Operations grimoire/TLS certificates

From Nasqueron Agora
Revision as of 22:25, 20 October 2024 by Dereckson (talk | contribs)
(diff) ← Older revision | Latest revision (diff) | Newer revision → (diff)

TLS certificates should be used for every service we provide, so we can encrypt the communications.

Let's Encrypt

Certbot commands

acme-v02 migration. If you've a complaint acme-v01.api. isn't available, add --server https://acme-v02.api.letsencrypt.org/directory.

T1505 alignment. We don't use anymore Certbot as a Docker container on paas-docker role. As such, all paths are now unified. Symlinks have been added to old /srv paths to help transition.

Generate a certificate

certbot certonly -a webroot --webroot-path=/var/letsencrypt-auto --deploy-hook "service nginx reload" -d foo.nasqueron.org

certbot certonly -a webroot --webroot-path=/var/letsencrypt-auto --deploy-hook "systemctl reload nginx" -d foo.nasqueron.org

Generate a certificate for several sites

-d foo.nasqueron.org -d bar.nasqueron.org

If a certificate for foo already existed, it will offer to extend it to a new alternative name, which is probably a good idea.

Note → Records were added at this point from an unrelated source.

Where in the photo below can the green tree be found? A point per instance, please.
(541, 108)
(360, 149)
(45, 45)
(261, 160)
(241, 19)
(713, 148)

Generate a certificate through DNS

DNS can be used to generate certificates for domains. For example, the Openfire XMPP certificate is generated like this:

   certbot certonly --server https://acme-v02.api.letsencrypt.org/directory --manual --manual-auth-hook /etc/letsencrypt/acme-dns-auth --preferred-challenges dns --debug-challenges -d xmpp.nasqueron.org -d nasqueron.org -d conference.nasqueron.org

From December 2023, you can use this command on FreeBSD servers where T1505 Let's Encrypt standard installation have been deployed:

   certbot certonly --manual --manual-auth-hook /usr/local/etc/letsencrypt/acme-dns-auth --preferred-challenges dns --debug-challenges -d subdomain.nasqueron.org

This uses a specialized DNS server deployed on our Docker PaaS to serve dynamic TLS records under .acme.nasqueron.org, rOPS: roles/paas-docker/containers/acme_dns.sls.

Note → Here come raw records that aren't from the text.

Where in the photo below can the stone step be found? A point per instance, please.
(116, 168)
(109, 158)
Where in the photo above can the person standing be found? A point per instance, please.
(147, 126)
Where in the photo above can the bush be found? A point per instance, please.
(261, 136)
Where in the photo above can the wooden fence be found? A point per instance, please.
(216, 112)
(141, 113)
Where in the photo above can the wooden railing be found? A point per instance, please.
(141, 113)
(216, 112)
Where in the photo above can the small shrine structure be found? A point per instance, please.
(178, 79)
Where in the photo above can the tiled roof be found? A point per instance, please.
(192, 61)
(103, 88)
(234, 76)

Support files were previously only deployed to paas-docker role through rOPS: roles/paas-docker/letsencrypt/files.

Renew all certificates

certbot renew

Installation on nginx

Allow Let's encrypt validation
   include includes/letsencrypt;

This will use rOPS: roles/webserver-core/nginx/files/includes/letsencrypt nginx configuration.

Serve TLS certificate
   include includes/tls;
   ssl_certificate /srv/letsencrypt/etc/live/xmpp.nasqueron.org/fullchain.pem;
   ssl_certificate_key /srv/letsencrypt/etc/live/xmpp.nasqueron.org/privkey.pem;

This will configure a compromise between security and compatibility, based on Intermediate Mozilla SSL config[1]. The current configuration is served by rOPS: roles/webserver-core/nginx/files/includes/tls.

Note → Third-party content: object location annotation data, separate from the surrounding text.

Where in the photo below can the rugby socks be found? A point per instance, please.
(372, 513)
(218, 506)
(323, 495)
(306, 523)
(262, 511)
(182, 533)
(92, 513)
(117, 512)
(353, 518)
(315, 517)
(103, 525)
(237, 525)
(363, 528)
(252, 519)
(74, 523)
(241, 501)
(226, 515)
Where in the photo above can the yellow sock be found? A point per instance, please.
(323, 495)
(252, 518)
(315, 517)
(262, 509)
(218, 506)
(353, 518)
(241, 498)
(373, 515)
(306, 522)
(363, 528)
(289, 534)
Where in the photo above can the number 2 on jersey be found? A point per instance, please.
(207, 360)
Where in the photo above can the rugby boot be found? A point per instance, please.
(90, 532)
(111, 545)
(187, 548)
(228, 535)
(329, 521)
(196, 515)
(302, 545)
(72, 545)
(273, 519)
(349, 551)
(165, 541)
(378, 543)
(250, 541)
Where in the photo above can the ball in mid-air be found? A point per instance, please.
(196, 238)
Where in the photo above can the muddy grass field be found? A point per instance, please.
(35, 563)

If you prefer to restrict the resource for TLS 1.3, and accepts to block legacy clients, you can also use with D3251:

   include includes/tls-modern-only;
   ssl_certificate /srv/letsencrypt/etc/live/xmpp.nasqueron.org/fullchain.pem;
   ssl_certificate_key /srv/letsencrypt/etc/live/xmpp.nasqueron.org/privkey.pem;

Edit renewal hook

In /etc/letsencrypt/renewal or /usr/local/etc/letsencrypt/renewal you can edit this section to customize the command to run after renewal:

   [renewalparams]
   renew_hook = systemctl reload nginx

That can be applied in batch when nothing is set: gsed -i "s/\[\[webroot_map]]/renew_hook = systemctl reload nginx\n\n[[webroot_map]]/g" *.conf

Install certbot on CentOS 10 stream

Packages for Python 3.12 currently used as of 2024-08-04 on CentOS 10 stream can be fetched from Fedora 40 repository.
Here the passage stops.